3. Gezien het grote aantal belangenverklaringen waarover de Raad beschikt, is het moeilijk om het aantal deskundigen dat banden met de farmaceutische nijverheid heeft procentueel nauwkeurig uit te drukken.

4. Er bestaat een belangenconflict wanneer een persoon verbonden met de adviesverlening van de HGR de besluiten van een advies zou kunnen beïnvloeden om er een rechtstreeks of onrechtstreeks financieel of ander (zoals het verwerven van een zekere invloed) voordeel uit te halen.

In de regel neemt een deskundige met een belangenconflict niet deel aan de uitwerking, de besprekingen, de goedkeuring. In uitzonderlijke gevallen mag hij enkel gehoord worden, maar niet deelnemen aan de besluitvorming.

5. Ik ben het er volledig mee eens dat het noodzakelijk is om de belangen te beoordelen van de deskundigen die de adviezen opstellen waarop de politieke besluitvorming op het vlak van volksgezondheid steunt. De transparantie over de belangen van de deskundigen en de werking van de Raad zijn een zorg voor de HGR, en dat is ook mijn zorg.

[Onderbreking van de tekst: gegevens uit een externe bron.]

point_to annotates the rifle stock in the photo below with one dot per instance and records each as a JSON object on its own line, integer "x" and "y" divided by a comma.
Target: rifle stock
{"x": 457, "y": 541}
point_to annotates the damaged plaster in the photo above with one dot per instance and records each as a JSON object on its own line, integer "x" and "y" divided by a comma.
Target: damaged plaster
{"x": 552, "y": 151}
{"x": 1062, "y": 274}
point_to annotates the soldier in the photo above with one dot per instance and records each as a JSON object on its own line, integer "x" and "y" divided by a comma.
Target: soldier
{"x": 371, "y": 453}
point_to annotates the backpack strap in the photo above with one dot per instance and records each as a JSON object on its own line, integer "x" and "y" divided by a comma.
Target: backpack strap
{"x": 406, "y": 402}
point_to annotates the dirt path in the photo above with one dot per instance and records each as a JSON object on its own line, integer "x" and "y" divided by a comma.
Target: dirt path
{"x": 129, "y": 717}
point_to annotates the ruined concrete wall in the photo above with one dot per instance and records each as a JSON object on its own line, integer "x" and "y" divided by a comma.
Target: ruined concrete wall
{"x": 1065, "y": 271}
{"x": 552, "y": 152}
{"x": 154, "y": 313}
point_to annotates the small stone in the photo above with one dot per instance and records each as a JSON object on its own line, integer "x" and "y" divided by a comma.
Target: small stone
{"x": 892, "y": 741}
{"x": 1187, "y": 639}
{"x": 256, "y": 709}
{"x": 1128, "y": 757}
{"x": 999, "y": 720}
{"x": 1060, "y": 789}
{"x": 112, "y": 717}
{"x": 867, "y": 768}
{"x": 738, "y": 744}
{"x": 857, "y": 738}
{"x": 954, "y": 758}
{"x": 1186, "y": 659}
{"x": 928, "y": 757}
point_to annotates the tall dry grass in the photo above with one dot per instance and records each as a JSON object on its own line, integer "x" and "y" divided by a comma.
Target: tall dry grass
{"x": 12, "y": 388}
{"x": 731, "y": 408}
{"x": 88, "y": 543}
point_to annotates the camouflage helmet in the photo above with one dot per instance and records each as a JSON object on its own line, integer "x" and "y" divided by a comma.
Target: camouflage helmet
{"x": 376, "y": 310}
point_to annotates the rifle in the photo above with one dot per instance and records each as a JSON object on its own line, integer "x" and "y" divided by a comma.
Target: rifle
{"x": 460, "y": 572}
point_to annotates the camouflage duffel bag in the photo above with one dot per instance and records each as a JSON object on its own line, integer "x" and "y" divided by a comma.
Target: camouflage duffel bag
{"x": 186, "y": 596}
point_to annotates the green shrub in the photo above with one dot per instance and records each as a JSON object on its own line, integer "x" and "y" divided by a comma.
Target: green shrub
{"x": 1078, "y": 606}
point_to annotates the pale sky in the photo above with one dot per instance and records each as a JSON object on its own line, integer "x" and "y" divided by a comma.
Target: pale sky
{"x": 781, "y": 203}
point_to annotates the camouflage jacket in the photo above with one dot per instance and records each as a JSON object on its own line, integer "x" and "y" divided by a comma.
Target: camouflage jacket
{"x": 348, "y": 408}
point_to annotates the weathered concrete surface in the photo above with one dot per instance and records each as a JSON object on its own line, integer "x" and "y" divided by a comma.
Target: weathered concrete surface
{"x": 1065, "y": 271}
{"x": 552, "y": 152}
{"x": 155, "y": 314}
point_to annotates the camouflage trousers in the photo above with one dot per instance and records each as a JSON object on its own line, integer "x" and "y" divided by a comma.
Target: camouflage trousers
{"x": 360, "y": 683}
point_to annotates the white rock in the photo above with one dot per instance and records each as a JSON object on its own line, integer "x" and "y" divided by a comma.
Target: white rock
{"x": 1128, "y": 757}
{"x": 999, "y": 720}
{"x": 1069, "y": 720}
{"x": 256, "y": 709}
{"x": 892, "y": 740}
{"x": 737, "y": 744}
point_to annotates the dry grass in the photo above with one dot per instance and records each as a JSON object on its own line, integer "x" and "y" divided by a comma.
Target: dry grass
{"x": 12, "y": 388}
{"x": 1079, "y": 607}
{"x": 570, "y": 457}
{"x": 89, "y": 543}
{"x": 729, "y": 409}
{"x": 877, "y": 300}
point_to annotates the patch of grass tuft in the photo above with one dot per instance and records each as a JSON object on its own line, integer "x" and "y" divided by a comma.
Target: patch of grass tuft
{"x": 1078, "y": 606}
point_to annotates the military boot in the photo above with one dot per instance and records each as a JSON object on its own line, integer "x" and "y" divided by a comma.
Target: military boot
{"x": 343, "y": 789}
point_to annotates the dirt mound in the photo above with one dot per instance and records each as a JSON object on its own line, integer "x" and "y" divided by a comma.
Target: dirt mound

6. De Hoge Gezondheidsraad heeft een afdeling die adviezen opstelt op het vlak van geestelijke gezondheid. De belangen van de deskundigen worden beoordeeld naargelang de betrokken domeinen. Het spreekt voor zich dat bijvoorbeeld voor de vaccinatiedossiers, in het bijzonder de banden met de farmaceutische nijverheid in overweging worden genomen. Voor geestelijke gezondheid worden de banden met de betrokken firma’s beoordeeld. (farmaceutische, enz.)

Naast de Raad telt het DG1 - het Directoraat-generaal Gezondheidszorgvoorzieningen - meerdere commissies met deskundigen die in de geestelijke gezondheidzorg actief zijn.